Scalability Issues in Authorship Attribution
PhD thesis, University of Antwerp.
This dissertation is about authorship attribution, the task that aims to identify the author of a text, given a model of authorial style based on texts of known authorship. In computational authorship attribution, we do not rely on in-depth reading, but rather automate the process. We take a text categorization approach that combines computational analysis of writing style using Natural Language Processing with a Machine Learning algorithm to build a model of authorial style and attribute authorship to a previously unseen text.
In traditional applications of authorship attribution - for instance the investigation of disputed authorship or the analysis of literary style - we often find large sets of textual data of the same genre and small sets of candidate authors.
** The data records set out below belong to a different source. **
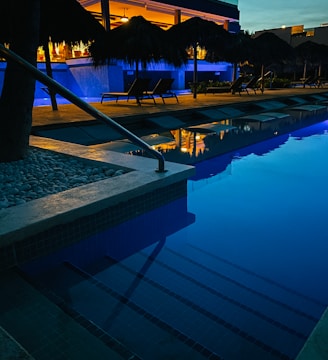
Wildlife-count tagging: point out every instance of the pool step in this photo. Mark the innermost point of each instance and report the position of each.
(43, 329)
(194, 298)
(139, 331)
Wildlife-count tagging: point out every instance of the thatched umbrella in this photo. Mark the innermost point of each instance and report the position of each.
(60, 20)
(137, 42)
(269, 49)
(311, 53)
(196, 32)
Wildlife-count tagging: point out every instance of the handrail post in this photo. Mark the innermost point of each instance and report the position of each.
(61, 90)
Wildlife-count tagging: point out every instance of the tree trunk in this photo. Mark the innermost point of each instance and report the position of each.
(16, 102)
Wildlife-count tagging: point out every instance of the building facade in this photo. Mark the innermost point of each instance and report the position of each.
(297, 34)
(75, 70)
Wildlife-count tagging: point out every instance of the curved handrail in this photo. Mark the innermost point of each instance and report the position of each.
(53, 84)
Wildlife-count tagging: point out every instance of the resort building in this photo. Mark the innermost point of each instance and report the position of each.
(297, 34)
(73, 67)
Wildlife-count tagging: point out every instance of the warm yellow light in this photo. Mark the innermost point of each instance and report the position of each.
(124, 18)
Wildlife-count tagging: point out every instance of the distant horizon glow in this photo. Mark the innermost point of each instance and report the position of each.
(258, 15)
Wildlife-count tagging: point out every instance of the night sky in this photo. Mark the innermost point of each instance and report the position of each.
(269, 14)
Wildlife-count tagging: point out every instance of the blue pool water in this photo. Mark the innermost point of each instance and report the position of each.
(237, 270)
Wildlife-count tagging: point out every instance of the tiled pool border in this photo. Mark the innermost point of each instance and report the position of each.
(42, 226)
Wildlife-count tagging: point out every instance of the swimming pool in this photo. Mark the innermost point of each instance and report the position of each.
(236, 270)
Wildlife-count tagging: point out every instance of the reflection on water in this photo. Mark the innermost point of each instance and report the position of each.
(197, 143)
(237, 270)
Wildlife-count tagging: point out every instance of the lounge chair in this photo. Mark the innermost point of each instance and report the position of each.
(237, 86)
(310, 81)
(161, 89)
(253, 84)
(137, 90)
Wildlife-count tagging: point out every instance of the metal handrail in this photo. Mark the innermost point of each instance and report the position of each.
(61, 90)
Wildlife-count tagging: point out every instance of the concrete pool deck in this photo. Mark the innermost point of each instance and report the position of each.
(21, 221)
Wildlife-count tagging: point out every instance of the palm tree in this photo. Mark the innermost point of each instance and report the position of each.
(311, 53)
(197, 32)
(16, 102)
(26, 25)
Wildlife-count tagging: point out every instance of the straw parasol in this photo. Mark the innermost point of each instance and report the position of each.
(196, 32)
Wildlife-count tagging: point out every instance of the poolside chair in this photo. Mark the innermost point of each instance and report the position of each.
(137, 90)
(161, 89)
(253, 84)
(237, 86)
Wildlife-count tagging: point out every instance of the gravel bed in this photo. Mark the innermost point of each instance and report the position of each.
(46, 172)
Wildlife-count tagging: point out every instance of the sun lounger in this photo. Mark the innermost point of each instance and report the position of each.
(162, 89)
(252, 84)
(310, 81)
(237, 86)
(137, 90)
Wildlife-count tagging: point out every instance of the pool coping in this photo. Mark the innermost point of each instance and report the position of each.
(25, 220)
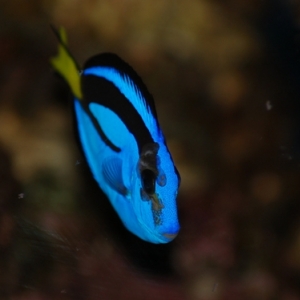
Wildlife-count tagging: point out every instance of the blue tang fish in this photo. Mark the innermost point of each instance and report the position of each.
(123, 143)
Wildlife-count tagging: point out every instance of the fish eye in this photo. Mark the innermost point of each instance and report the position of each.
(148, 181)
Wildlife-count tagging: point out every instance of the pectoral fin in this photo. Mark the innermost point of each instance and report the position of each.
(112, 173)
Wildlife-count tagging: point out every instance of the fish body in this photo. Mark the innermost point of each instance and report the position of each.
(123, 143)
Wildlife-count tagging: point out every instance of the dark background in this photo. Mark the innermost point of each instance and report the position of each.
(225, 77)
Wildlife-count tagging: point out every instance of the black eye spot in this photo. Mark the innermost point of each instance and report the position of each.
(148, 181)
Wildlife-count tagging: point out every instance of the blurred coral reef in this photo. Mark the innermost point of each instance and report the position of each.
(225, 77)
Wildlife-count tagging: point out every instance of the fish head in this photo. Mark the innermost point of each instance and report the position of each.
(156, 189)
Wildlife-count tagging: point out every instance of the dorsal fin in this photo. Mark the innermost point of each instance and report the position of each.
(113, 69)
(66, 65)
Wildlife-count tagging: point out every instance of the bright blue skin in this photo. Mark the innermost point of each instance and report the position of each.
(135, 213)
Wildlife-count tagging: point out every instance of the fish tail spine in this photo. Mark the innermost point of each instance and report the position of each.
(65, 64)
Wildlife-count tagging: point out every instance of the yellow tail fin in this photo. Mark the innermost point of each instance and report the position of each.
(66, 66)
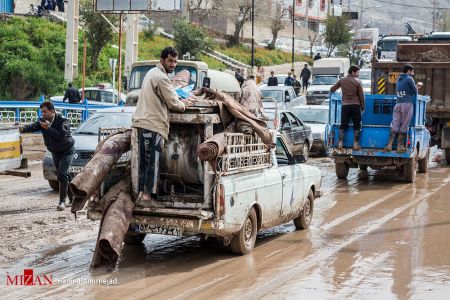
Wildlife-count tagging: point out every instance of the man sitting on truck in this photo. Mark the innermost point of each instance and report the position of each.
(352, 104)
(406, 91)
(151, 119)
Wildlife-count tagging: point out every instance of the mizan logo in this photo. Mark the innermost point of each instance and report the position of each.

Most approaches are able to reliably attribute authorship in cases like these. However, the types of data that we find online, require an approach that is able to deal with large sets of candidate authors, a large variety of topics, and often very short texts. Even though the last decades of research have brought substantial innovation, most studies only scratch the surface of the task because they are limited to small and strictly controlled problem sets. As a result, it is uncertain how any of the proposed approaches will perform on a large scale. In addition, the often vague descriptions of experimental design and the underuse of objective evaluation criteria and of benchmark data sets, cause problems for the replicability and evaluation of some studies. Since most studies focus on quantitative evaluation of results but refrain from going into detail about the features of text used to attribute authorship, it is difficult to assess the quality of their approach.
In this dissertation, we investigate whether a commonly applied text categorization approach is viable for application on a large scale - for instance in the detection of fraud or in social media analysis. In this context, scalability refers to the ability of a system to achieve consistent performance under various uncontrolled settings. We stress-test our approach by confronting it with various scalability issues and study its behavior in detail. By combining performance analysis with an in-depth analysis of features, we aim at increased insight into the strengths and weaknesses of the approach.